Learning Objective #1: 1. Provide explanation of at least two issues related to nomenclature and definition of advanced practice nursing service
Learning Objective #2: 2. Describe the main elements of a service model for advanced practice nursing

This paper reports on an exploratory study on role definition and standardisation of nomenclature for advanced practice nurses.
Background: There is an extensive body of literature on advanced practice nursing but there is little attention in this literature to what this means for health service providers trying to define the parameters of higher level nursing practice.

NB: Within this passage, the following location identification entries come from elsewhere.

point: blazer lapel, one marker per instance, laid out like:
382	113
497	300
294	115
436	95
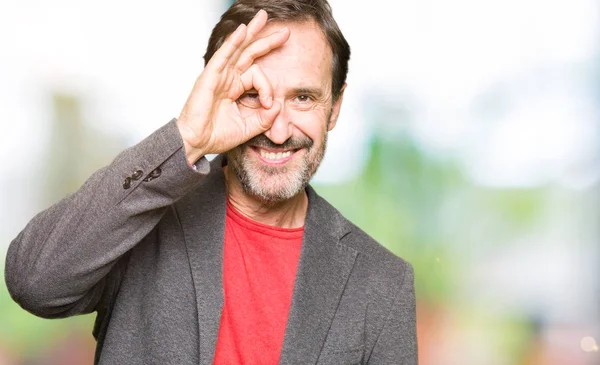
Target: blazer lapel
202	218
324	268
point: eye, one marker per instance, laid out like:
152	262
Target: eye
303	98
249	100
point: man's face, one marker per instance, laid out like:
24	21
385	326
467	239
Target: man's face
278	164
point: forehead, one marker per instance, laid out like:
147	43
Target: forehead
304	59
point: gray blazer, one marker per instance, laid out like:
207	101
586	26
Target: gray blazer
147	257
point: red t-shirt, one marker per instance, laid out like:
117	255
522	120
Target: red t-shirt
259	268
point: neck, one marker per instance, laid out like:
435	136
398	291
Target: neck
289	213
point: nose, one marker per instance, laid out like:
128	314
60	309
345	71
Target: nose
281	130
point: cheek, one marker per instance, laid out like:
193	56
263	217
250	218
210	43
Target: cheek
311	123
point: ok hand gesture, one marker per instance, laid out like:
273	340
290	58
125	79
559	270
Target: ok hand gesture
210	121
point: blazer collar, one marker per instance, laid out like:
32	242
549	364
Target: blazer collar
323	270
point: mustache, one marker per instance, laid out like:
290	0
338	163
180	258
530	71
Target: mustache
291	143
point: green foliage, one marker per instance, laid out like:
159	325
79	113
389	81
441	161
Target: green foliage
26	335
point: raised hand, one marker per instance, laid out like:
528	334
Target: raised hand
210	121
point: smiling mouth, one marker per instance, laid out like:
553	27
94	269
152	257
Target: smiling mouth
273	155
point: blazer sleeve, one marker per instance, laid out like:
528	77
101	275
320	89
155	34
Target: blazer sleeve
397	342
71	255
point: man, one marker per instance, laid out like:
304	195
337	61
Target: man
236	261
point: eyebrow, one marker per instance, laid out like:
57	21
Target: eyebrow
314	91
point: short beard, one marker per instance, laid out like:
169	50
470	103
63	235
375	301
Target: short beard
275	184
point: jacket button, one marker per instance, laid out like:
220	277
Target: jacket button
153	175
156	173
137	174
127	183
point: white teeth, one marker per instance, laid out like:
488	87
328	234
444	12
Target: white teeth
275	156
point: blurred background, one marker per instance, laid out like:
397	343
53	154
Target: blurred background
469	144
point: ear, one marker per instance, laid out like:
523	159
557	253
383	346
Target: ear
336	108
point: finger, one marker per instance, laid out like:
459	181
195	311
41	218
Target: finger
254	27
257	79
261	47
222	56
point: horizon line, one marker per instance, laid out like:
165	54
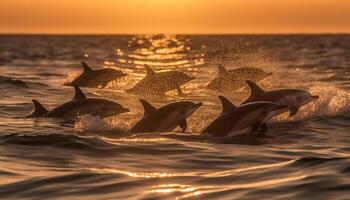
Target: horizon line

Furthermore there is confusion internationally about nomenclature, role and scope of practice for advanced nursing roles. However, one of the advanced practice roles that is differentiated from this generic title, through standardised regulation, title protection and education in several jurisdictions, is the nurse practitioner. Therefore an emerging priority in Australia is to establish service parameters for advanced practice nursing and to operationally differentiate between advanced practice and nurse practitioner roles.
Design: We conducted an interpretive, qualitative examination, through in-depth interviews, of the practice of a random sample of nine advanced practice nurses working in a range of contexts in three acute care hospitals in south east Queensland, Australia. We also systematically examined models of advanced practice nursing from the literature. The interview data were then deductively analysed and tested against these published advanced practice nursing models.
Results: This analysis identified the Strong Model of Advanced Practice1 as most comprehensively supporting the practice experiences in this sample. Whilst this model was developed and tested over 10 years ago for a different health service environment, it nonetheless provides an appropriate framework to develop service models and an operational framework for implementation and evaluation of advanced practice nursing roles.
1. Ackerman M., Norsen L., Martin B., Wiedrich J. & Kitzman H. (1996): Develpment of a Model of Advanced Practice. American Journal of Critical Care 5, 68-73.